Insight No 11: October 2009

Concerns for sustainability should be shared by all stakeholders

The concerns for sustainability arise partly because no tangible measures of sustainability have emerged in the recently conducted country programme evaluation; this can be attributed to the fact that the COSOP did not provide a comprehensive strategy for ensuring sustainability of IFAD-financed activities. The evaluation found that there needs to be a common agreement among all partners on expected benefits and how they will be sustained. In a fragile and politically volatile environment such as Sudan, the resources and efforts needed to establish a common agreement on attainment of sustainability at different levels can be substantial. If such agreement is reached early in the design process, it would then be easier to monitor progress towards achievement of sustainability goals. 

Institutional and governance context influence sustainability

In the country programme in Sudan, the issue of sustainability is closely related with the choice of activities in a context characterized by weak institutional capacity and high exposure to risk (including conflict).

The multifaceted nature of the sustainability issue requires that it be addressed outside the simple project structure and captured in the broader framework of the strategic elements of the country programme, in terms of targeting, portfolio development, partnership and policy dialogue. 

Political and social ownership is important but not enough for sustainability

Institutional support received a substantial share of IFAD assistance, implicitly as part of the sustainability strategy. The aim is to build political and social ownership of the interventions and to create an institutional framework to deliver and sustain services. The rationale involves building the institutional capacity of the community organizations, user groups and self-supporting institutions to become focal points for provision of project services and tools for participatory rural development. At the same time, strengthening the institutional capacity of the government at the State and local levels would help ensure they provided the necessary services and technical back-stopping to rural communities. The evaluation noted, however, that a high level of political and social ownership is important but not sufficient to achieve sustainability. Although strengthening local self-help organizations has increased their capacity to exploit potential economic opportunities, more work is required to increase and sustain farm-level production. Communities must also increase their capacity for income generation if they are to contribute to community initiative funds and have the ability to meet their needs through the market.

Sustainability at locality, state and federal levels is particularly problematic

The limited technical and financial capabilities of the Locality and State governments prevent them from consolidating many of the successes of the IFAD-supported projects. The elaborate management structures created for the programme demand considerable resources that are not always readily available. The envisaged framework involves institutionalization of the programme into the existing government operations. Therefore, assuring a budget for project operations is usually not an issue, but rather ensuring that institutions continue to provide the services that generate benefits year by year is required. The underlying assumption in institutional support was that the revenue base of Locality governments would increase sufficiently for them to take over financial responsibility for projects.

This assumption suffered from two obstacles.
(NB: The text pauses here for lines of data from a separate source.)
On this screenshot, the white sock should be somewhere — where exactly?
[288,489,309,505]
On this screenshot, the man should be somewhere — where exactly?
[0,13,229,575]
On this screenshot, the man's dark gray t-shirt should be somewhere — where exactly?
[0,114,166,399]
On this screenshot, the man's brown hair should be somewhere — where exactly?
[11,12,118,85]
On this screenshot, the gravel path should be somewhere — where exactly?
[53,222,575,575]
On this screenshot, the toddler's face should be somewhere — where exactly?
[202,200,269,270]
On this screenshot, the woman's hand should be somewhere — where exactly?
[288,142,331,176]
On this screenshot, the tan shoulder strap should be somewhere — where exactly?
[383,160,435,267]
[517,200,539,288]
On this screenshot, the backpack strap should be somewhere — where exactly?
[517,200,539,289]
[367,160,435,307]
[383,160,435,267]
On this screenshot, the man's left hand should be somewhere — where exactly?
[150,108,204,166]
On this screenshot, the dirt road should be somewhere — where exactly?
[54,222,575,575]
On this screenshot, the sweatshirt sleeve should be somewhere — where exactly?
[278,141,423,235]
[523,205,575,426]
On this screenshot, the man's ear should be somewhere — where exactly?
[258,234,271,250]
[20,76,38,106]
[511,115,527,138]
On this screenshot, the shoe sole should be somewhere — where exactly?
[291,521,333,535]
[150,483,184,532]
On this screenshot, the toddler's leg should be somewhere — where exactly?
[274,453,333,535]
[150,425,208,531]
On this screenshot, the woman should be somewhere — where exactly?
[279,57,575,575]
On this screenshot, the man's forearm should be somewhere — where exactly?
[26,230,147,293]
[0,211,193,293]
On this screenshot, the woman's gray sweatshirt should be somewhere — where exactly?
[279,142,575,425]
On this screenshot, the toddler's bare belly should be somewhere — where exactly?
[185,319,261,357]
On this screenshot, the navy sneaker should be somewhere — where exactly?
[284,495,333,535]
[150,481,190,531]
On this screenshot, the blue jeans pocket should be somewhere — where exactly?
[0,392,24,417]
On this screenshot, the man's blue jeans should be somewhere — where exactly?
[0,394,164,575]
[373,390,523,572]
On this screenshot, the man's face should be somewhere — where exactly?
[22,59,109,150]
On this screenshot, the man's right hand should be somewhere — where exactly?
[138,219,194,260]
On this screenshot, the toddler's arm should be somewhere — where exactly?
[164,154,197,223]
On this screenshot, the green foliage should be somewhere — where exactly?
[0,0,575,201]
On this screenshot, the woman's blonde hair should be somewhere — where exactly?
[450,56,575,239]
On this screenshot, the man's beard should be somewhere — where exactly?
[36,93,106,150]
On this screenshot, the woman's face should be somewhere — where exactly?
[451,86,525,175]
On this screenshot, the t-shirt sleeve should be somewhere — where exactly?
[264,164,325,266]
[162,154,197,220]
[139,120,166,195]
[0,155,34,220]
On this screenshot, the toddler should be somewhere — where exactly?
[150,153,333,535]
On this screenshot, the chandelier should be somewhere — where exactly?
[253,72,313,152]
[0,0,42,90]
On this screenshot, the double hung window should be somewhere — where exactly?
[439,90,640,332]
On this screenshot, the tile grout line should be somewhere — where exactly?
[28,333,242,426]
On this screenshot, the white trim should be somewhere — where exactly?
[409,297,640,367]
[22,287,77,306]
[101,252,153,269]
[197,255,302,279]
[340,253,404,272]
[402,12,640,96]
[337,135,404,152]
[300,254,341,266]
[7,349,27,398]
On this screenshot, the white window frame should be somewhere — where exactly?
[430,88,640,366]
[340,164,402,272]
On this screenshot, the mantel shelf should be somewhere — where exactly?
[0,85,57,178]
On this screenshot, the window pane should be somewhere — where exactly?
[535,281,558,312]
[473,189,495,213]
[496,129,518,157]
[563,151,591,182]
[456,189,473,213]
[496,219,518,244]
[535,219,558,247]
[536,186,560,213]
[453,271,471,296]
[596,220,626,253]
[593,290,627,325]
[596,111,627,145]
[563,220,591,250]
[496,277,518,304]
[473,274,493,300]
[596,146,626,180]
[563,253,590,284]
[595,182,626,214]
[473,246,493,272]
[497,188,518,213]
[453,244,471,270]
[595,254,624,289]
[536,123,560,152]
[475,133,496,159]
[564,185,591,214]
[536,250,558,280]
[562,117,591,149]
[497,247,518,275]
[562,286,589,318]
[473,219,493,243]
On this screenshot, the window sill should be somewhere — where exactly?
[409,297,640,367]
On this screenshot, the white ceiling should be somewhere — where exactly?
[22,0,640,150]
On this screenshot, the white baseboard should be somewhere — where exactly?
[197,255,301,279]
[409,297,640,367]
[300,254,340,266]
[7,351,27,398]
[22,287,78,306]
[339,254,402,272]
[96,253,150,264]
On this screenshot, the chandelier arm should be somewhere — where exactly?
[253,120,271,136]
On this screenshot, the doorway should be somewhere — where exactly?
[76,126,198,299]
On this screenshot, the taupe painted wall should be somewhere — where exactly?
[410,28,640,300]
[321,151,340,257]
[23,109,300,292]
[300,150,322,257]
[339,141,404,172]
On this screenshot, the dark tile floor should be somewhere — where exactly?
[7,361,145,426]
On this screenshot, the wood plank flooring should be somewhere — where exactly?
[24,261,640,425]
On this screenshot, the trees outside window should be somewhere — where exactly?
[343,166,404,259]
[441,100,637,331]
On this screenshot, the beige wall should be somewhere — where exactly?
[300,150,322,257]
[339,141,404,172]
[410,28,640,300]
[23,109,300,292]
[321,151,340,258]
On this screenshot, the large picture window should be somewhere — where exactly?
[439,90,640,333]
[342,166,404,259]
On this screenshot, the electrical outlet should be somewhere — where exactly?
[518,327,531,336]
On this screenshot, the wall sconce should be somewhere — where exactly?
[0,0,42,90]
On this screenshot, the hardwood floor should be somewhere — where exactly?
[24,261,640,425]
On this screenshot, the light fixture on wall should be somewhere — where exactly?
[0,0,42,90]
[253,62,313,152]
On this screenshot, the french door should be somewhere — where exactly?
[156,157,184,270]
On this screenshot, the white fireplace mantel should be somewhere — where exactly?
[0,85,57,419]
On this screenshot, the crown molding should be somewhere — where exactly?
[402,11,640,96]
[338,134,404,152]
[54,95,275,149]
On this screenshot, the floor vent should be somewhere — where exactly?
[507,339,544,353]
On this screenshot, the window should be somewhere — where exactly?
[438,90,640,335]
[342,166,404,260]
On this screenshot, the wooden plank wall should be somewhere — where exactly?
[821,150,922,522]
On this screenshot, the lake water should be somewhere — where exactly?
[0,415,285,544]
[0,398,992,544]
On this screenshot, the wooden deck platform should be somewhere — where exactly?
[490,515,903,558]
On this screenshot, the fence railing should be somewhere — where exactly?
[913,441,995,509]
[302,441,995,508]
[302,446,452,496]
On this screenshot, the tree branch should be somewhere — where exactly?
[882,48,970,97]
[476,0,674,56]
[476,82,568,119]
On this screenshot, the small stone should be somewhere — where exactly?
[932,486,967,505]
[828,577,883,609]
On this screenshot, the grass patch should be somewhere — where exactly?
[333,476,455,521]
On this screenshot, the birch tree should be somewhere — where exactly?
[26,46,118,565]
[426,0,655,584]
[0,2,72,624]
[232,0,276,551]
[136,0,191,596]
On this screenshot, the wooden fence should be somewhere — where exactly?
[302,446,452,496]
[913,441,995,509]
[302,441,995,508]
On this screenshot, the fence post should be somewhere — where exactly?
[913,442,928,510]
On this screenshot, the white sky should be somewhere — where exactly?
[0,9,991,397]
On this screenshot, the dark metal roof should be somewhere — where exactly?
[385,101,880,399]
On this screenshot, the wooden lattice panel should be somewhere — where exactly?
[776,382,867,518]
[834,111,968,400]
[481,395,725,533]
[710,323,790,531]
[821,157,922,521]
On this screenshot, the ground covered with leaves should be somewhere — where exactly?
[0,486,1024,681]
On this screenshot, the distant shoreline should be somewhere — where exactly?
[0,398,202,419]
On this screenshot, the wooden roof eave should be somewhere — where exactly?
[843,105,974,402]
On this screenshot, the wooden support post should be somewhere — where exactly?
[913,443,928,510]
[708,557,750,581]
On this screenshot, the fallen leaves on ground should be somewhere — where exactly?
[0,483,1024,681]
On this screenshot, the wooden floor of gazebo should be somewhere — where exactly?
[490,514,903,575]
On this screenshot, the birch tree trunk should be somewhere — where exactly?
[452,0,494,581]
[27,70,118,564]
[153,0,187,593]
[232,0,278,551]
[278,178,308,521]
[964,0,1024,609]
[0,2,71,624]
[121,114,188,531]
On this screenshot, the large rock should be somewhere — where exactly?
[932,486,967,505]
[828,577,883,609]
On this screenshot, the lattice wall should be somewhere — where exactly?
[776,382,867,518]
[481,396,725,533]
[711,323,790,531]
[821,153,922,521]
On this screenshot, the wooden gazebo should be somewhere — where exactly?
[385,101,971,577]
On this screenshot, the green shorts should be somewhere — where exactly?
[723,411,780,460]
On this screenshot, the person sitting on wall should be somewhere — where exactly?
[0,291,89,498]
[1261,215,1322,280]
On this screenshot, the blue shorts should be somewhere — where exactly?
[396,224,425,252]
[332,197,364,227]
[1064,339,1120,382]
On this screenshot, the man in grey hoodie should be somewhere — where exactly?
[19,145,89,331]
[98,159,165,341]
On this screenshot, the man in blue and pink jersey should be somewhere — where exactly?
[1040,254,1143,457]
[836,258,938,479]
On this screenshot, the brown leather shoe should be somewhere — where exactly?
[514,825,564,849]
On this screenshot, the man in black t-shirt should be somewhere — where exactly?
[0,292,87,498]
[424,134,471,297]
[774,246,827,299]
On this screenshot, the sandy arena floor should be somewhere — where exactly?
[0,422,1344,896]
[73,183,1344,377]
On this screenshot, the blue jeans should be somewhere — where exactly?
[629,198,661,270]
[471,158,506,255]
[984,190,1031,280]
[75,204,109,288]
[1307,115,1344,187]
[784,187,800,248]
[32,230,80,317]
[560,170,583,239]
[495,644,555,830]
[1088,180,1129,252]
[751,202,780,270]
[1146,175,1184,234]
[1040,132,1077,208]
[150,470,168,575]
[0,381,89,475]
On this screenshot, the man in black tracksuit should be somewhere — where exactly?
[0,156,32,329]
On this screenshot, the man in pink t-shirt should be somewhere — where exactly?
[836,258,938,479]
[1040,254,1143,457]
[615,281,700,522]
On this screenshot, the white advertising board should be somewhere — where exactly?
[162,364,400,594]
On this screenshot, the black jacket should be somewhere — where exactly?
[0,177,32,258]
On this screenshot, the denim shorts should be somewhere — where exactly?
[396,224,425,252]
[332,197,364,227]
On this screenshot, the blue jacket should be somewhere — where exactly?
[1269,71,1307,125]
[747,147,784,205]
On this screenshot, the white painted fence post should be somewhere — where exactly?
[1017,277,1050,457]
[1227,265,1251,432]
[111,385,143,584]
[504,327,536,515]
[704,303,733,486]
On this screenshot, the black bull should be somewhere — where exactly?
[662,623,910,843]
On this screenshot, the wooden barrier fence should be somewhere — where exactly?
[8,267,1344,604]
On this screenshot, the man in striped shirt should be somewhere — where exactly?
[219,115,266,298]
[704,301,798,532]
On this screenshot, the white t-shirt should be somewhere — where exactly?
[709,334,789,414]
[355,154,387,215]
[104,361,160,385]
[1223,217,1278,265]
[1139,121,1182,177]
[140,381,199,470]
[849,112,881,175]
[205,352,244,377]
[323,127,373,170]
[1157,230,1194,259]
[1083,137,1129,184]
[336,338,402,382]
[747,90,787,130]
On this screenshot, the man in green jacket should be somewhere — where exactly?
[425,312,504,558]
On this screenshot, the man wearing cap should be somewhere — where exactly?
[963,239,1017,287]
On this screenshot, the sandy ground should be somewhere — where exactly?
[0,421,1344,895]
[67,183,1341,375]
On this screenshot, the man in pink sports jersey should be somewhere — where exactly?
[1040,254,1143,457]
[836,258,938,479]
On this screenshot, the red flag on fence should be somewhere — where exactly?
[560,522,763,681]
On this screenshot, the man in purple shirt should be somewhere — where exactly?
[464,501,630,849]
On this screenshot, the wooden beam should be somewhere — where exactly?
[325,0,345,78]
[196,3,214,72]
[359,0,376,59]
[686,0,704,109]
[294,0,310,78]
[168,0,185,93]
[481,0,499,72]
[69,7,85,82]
Firstly, within the decentralisation process, an effective and transparent mechanism for revenue transfer from the centre (federal) to the States and Localities was not enforced. Secondly, although the COSOP envisaged local government revenue reforms, no specific plan of action was incorporated in the programme to realize the reforms. Fiscal decentralisation has therefore had negative consequences on the capacity of local authorities to generate and mobilize the financial resources needed to support the investments undertaken through IFAD operations. The key lesson here is that a coherent national policy framework with an inbuilt social equity system that is supported with a robust budget is a prerequisite for ensuring political commitments, ownership, institutional and policy support in Sudan.

Technical aspects tend to be taken for granted

Issues of technical design of projects have tended to be the exclusive domain technical teams, while those of policy and governance are left to the Government. The technicality of managing the projects is left to project implementation staff – often projects are assumed to be technically sound if the technical solutions envisaged are appropriate. This raises two sustainability issues. Firstly, projects are complex entities that do not always lend themselves to easy comprehension and technical management. Significant training efforts were therefore carried out to impart different types and levels of skills to carefully selected staff. The retention of technical personnel in project units and existing organizations has become an issue in IFAD-financed projects, since the economic drive to quit existing low paid jobs is high following acquisition of new skills that are required elsewhere. Frequent loss of qualified staff in projects to other institutions undermines technical sustainability of projects. Secondly, the technologies envisaged in projects may not quite match the reality on the ground. For instance, while the mechanisms identified to promote sustainability in the agricultural sector are appropriate and, with further consolidation and support, could prove effective, the mechanisms intended to continue after programme closure (seed banks, certified seed production, financially viable paravets and extension workers) remain weak.